Q&A with Principal Robert Crittenden:
What technology risks are emerging and what are the implications for insurers?
A: Emerging technology risks include cyber attacks and data breaches; software malfunctions in commercial settings; mobile internet and cloud data solution vulnerabilities; information/data that has been lost, stolen, disclosed, destroyed or corrupted; and cyber outsourcing (i.e. outsourcing data handling to third party providers).
Industry relies on technology to streamline work processes and increase output. In many industries, technology is now performing tasks previously performed by people. Insurers should expect to see claims arising from, for example, computer malfunctions, failure to update software and human error interacting with new technologies. Industries where claims have previously arisen purely from human error will now face risks arising from the integration of technology into their business.
Cyber breaches may also raise breach of privacy issues and breaches of confidentiality. Businesses might have a liability in negligence or contract for failing to protect personal information against cyber attacks. Insurers and insured businesses both need to be aware of where liability will fall in the case of a cyber attack.
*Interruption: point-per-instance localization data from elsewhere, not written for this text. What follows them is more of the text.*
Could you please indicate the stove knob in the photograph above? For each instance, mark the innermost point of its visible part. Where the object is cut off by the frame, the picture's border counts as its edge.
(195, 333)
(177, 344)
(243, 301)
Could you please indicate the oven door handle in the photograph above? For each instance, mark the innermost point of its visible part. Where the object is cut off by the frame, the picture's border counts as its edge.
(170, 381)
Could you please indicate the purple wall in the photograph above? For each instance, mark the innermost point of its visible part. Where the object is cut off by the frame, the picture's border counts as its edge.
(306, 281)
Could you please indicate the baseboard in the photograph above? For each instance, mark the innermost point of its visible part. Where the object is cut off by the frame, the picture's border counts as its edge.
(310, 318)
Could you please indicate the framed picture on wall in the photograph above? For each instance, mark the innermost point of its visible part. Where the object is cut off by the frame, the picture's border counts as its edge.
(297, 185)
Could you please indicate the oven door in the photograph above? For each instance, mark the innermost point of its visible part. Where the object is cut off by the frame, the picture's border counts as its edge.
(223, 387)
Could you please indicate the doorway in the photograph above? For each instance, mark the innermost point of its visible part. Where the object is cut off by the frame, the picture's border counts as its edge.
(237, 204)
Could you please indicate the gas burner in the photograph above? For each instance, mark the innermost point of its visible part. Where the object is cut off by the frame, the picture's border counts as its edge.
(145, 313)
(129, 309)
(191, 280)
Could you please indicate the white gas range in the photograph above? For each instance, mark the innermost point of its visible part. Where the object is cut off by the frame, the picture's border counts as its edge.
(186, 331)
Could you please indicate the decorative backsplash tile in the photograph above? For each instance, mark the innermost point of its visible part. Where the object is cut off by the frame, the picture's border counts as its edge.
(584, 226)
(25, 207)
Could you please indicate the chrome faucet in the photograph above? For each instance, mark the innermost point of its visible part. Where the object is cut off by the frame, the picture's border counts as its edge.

What impact could cyber risk have on traditional insurance cover?
A: Traditional insurance policies may not cover the unique risks arising from cyber attacks. Directors and officers and professional indemnity policies might not adequately cover company officers and professionals for their liability in the event of a cyber attack. Furthermore, property damage policies could exclude claims for loss of or damage to electronic data.
What can we do to prepare?
A: In May this year Gumtree notified all of its users that their details had been hacked. It seems almost every week we read about a corporation being hacked or subject to a cyber attack of some form. So the Australian Government’s $230m cyber security strategy can only be welcome news, although some say it is merely catching up to the rest of the world. One of the initiatives receiving coverage is the voluntary “cyber security health check” offered to the top 100 ASX listed companies.
Those in governance positions in any organisation with an online presence must prepare by placing an audit of their cyber security high on the agenda and ensure they continually monitor cyber resilience. Further, careful regard must be had to the adequacy of cyber insurance coverage. There is no doubt cyber attacks will only continue to rise and while the government is taking steps towards improving cyber security, ultimately the private sector has a vested interest in protecting itself via good cyber risk management strategies and adequate insurance coverage.
Q&A with Principal Nevena Brown
A recent PwC paper on healthcare (“Australia can see further by standing on the shoulders of giants”, August 2016) focusing on the move to digital healthcare states, “Improved models of care are required to meet the challenges healthcare systems face globally and in Australia… Digital healthcare will play a central role in enabling these changes”. How could the apportionment of liability shift in relation to future claims in the health sector?
A: As institutions start implementing systems to streamline and coordinate the provision of services of healthcare providers (including sharing of patient data), institutions may be apportioned greater liability if there are deficiencies in those systems. Exposures that need to be addressed in risk management strategies include privacy and confidentiality obligations regarding access to and use of patient sensitive data, which involves data security processes, and assurance of complete and current data, particularly if any system is an “opt-in” system.